This is an interesting property. It was introduced to prevent reticulation events between non-contemporaneous taxa. That is, to avoid absurd situations such as an organism hybridizing with its ancestor. The most common mathematical articulation of time-consistency is this: it should be possible to put a “time-stamp” on each node of the network such that (a) time always moves strictly forward along tree-edges , and (b) all the nodes involved in a reticulation event have the same time-stamp. The figure here shows a network that is not time-consistent. For many contextualisations of “reticulation event” time-consistency seems to make a lot of sense. But there is a catch. A network might fail to be time-consistent only for the rather artificial reason that we failed to sample a taxon that was, in fact, part of the network (incomplete taxon sampling). Given the reality of incomplete data, demanding time-consistency might be too prohibitive. However, as with all restrictions in this blog, it is perhaps useful as a selection criterion for preferring one network over another.

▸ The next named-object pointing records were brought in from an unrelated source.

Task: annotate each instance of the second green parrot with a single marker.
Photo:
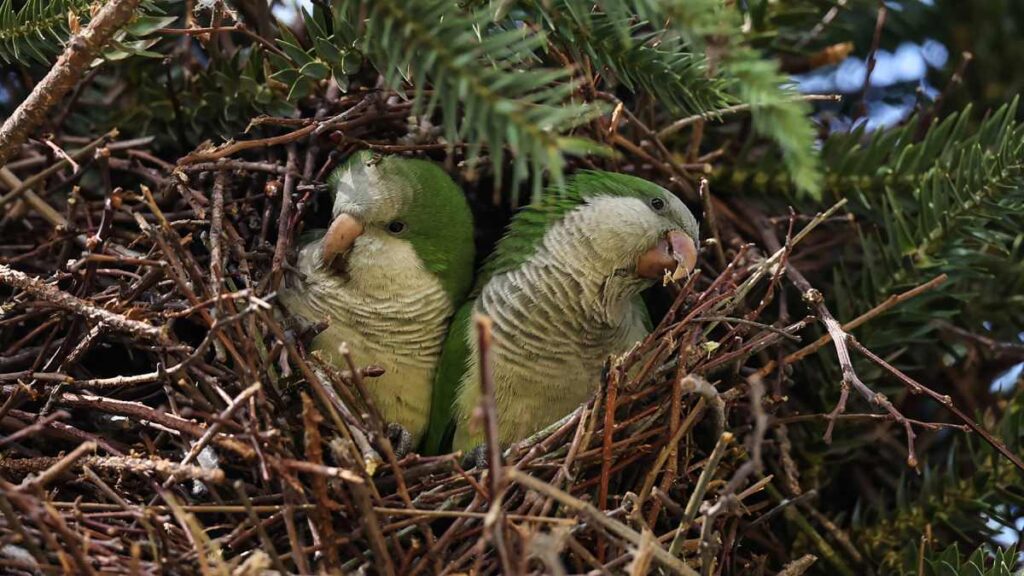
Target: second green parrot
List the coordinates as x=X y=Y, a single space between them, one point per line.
x=562 y=290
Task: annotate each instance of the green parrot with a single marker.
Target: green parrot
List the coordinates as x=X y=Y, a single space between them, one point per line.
x=562 y=290
x=394 y=264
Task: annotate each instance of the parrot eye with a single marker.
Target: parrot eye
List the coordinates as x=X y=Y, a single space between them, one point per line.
x=396 y=227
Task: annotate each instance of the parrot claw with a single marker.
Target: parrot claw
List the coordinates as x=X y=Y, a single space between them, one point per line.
x=400 y=439
x=475 y=458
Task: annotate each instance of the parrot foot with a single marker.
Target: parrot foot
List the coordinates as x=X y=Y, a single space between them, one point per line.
x=475 y=458
x=400 y=439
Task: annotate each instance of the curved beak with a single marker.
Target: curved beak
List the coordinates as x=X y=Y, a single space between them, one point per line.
x=339 y=238
x=676 y=254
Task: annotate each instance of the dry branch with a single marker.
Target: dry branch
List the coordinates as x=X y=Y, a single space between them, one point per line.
x=82 y=49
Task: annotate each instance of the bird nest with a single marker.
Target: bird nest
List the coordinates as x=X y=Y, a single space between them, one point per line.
x=162 y=415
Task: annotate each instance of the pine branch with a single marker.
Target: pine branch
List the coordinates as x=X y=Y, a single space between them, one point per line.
x=38 y=30
x=467 y=63
x=65 y=74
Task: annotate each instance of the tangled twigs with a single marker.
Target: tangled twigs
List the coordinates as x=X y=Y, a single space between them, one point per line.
x=916 y=387
x=662 y=556
x=67 y=301
x=813 y=298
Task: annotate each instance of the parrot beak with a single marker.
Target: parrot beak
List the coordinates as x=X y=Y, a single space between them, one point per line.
x=339 y=238
x=676 y=253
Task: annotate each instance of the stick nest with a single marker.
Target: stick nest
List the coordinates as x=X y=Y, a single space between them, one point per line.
x=162 y=415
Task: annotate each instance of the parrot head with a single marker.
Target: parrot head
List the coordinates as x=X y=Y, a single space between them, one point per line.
x=606 y=224
x=637 y=227
x=394 y=216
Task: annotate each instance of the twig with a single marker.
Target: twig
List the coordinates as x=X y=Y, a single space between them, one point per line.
x=81 y=50
x=693 y=505
x=876 y=312
x=876 y=40
x=67 y=301
x=57 y=468
x=25 y=188
x=712 y=220
x=597 y=517
x=916 y=387
x=799 y=566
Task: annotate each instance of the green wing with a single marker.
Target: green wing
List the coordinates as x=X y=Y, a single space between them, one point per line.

Figure 1: A network that is not time-consistent. The red and blue node are the two parents of a reticulation node but cannot have coexisted in time.

Degree-restricted

The indegree of a node is the number of parents of it, and the outdegree of a node is the number of children of it. In a bifurcating, rooted phylogenetic tree all nodes have indegree-1 (except the root: indegree-0) and outdegree-2. Polytomies have outdegree-3 or higher. In a rooted phylogenetic network we also have reticulation nodes i.e. nodes with indegree-2 or higher. Articles differ in the degree-restrictions they place on nodes; there is an entire zoo of different permutations possible. Many articles agree that nodes with indegree-1 and outdegree-1 should not be allowed, because they are phylogenetically uninformative (and indeed such nodes are also rarely encountered in the phylogenetic tree literature). But what about polytomies? And what about reticulation nodes: should they be permitted to have indegree-3 or higher, and if so how should such “reticulate polytomies” be interpreted? From a parsimony perspective it is usual to argue that reticulate polytomies should be more “expensive” than indegree-2 reticulations, because a single reticulation polytomy can explain far more discordance than a single indegree-2 reticulation. Interestingly, some optimization problems are not really affected at all by degree-restrictions on phylogenetic networks (e.g. the hybridization number problem) while others are highly sensitive to degree-restrictions (e.g. the small parsimony problem).

Tree-child
Every node has at least one non-reticulate child. This restriction makes sure that there are no "invisible nodes", i.e. nodes from which all paths end up in reticulations. As a result, this restriction makes many computational problems more tractable and mathematical reasoning easier. For example, consider the basic Tree Containment problem, i.e. given a phylogenetic network and a phylogenetic tree, decide if the network displays the tree, see [8]. This problem was shown to be tractable for tree-child networks, while it is NP-hard for most other classes of networks (time-consistent, tree-sibling, regular). This seems important because if it is already hard to tell if a given tree is in a given network, then it seems a daunting task to try to build networks of that class from any kind of data.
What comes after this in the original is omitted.